Chen explained that the risk of being overweight climbed by about 17 per cent for every 10 cigarettes a mother smoked per day while pregnant. The reason may be that prenatal smoking often leads to low birth weight. "Infants born at a low weight tend to go through a rapid period of 'catch-up' growth, and this accelerated growth may make them more vulnerable to excess weight gain later in life," he reasoned. It is also possible, Chen and his colleagues wrote, that infants of smokers go through a form of nicotine withdrawal after birth, and similar to smokers trying to kick the habit, they too develop problems with appetite control.
Whatever the reason, this study surely gives women 'one more reason' to avoid smoking.
Until now, there was no strong correlation between breast cancer and smoking - but that too has changed, thanks to a study in the January 2004 issue of the Journal of the National Cancer Institute. Peggy Reynolds, Chief of the environmental epidemiology section, California Department of Health Services, and her colleagues examined breast cancer risk among 116,544 women who had reported their smoking status. Between 1996 and 2000, 2,005 of the women were diagnosed with invasive breast cancer. The incidence of breast cancer among current smokers was found to be approximately 30 per cent greater than that among women who had never smoked.
Another study also showed that women who smoke cigarettes or have smoked for long periods of time might be up to 40 per cent more likely to develop breast cancer than women who never smoked. For this study, published in the Cancer Causes and Control, October 2005 (vol. 16, pp. 975-985) researchers of the Fred Hutchinson Cancer Research Centre examined 2,000 postmenopausal women between the ages of 65 and 79 and reported that breast cancer may be yet another health risk associated with cigarette smoking.
A Cambridge University team looked at the impact of smoking on age-related macular degeneration (AMD), the British Journal of Ophthalmology 2006 reported
The British Journal of Ophthalmology 2006 also reported that a Cambridge University team looked at the impact of smoking on age-related macular degeneration.
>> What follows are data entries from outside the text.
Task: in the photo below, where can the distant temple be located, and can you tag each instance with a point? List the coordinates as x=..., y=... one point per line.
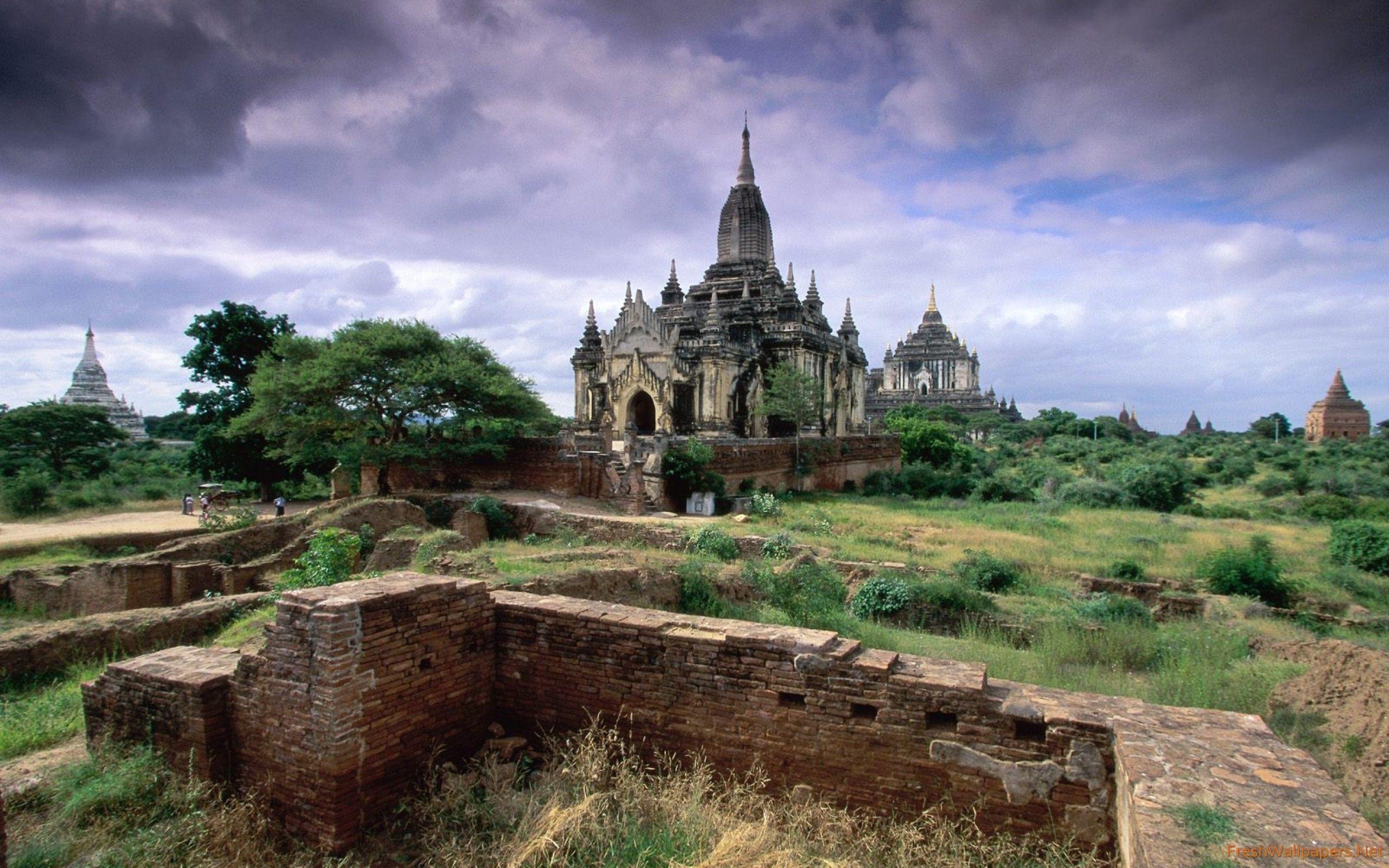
x=933, y=367
x=1194, y=427
x=1130, y=420
x=698, y=361
x=90, y=386
x=1338, y=416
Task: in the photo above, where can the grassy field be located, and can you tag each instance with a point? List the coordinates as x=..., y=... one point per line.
x=1053, y=541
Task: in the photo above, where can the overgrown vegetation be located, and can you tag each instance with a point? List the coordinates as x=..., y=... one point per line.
x=594, y=802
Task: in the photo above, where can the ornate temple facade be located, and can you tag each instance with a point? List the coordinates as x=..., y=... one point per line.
x=696, y=363
x=933, y=367
x=1338, y=416
x=90, y=386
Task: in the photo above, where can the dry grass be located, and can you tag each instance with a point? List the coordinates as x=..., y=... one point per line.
x=596, y=803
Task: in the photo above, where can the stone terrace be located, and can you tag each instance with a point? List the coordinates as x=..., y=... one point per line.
x=361, y=682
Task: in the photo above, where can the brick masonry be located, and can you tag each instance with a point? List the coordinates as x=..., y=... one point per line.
x=361, y=682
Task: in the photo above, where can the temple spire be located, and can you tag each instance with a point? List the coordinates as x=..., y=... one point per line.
x=745, y=165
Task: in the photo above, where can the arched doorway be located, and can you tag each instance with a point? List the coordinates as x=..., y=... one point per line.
x=641, y=412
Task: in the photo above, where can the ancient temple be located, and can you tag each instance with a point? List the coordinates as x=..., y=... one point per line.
x=934, y=367
x=696, y=363
x=1338, y=416
x=90, y=386
x=1130, y=420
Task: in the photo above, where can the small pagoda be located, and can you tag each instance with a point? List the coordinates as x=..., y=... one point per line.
x=1338, y=416
x=90, y=386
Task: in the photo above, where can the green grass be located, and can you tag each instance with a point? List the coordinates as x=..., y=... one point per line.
x=42, y=713
x=245, y=628
x=1206, y=824
x=49, y=556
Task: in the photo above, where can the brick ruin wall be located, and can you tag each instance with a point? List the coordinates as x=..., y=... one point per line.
x=359, y=684
x=578, y=470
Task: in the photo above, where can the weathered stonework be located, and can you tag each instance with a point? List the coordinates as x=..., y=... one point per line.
x=90, y=386
x=1338, y=416
x=935, y=368
x=698, y=361
x=360, y=682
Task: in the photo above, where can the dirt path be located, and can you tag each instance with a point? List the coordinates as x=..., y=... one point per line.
x=112, y=524
x=1349, y=685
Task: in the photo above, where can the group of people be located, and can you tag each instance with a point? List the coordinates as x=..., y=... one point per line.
x=206, y=503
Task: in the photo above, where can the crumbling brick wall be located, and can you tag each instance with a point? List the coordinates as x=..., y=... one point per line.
x=355, y=691
x=866, y=727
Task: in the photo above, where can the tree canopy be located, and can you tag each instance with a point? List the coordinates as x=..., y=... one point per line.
x=66, y=438
x=380, y=391
x=227, y=350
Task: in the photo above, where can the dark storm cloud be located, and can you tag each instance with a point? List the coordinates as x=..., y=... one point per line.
x=1156, y=90
x=106, y=90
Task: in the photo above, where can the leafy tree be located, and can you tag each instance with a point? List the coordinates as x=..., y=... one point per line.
x=228, y=346
x=795, y=398
x=1264, y=427
x=67, y=438
x=384, y=392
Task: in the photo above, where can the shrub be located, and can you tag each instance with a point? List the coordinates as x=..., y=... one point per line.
x=777, y=546
x=766, y=503
x=1360, y=545
x=1127, y=570
x=237, y=519
x=812, y=595
x=1095, y=494
x=439, y=513
x=715, y=542
x=686, y=471
x=1109, y=609
x=698, y=592
x=30, y=494
x=1002, y=489
x=1249, y=573
x=986, y=573
x=882, y=595
x=1162, y=485
x=1274, y=485
x=331, y=559
x=499, y=520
The scientists believe that chemicals in cigarette smoke could react negatively with molecules in the retina, leading to macular degeneration - the leading (and untreatable) cause of blindness.
Cigarettes can also lead to early osteoporosis; many studies have shown that smoking significantly reduces bone mineral density. "When a woman walks into my office, I can tell at first glance whether or not she smokes. Smokers' skin has a dull, sallow look," says Dr Shehla Agarwal, Consultant Dermatologist at Apollo Clinic. "The healthy glow is absent and there is usually wrinkling," she adds.
Also, according to a study presented at the annual meeting of the American College of Rheumatology in 2000, the family of chronic illnesses linked to smoking has gained another member - rheumatoid arthritis. Women who currently smoke are nearly twice as likely to develop rheumatoid arthritis later in life as those who have never smoked, says the study.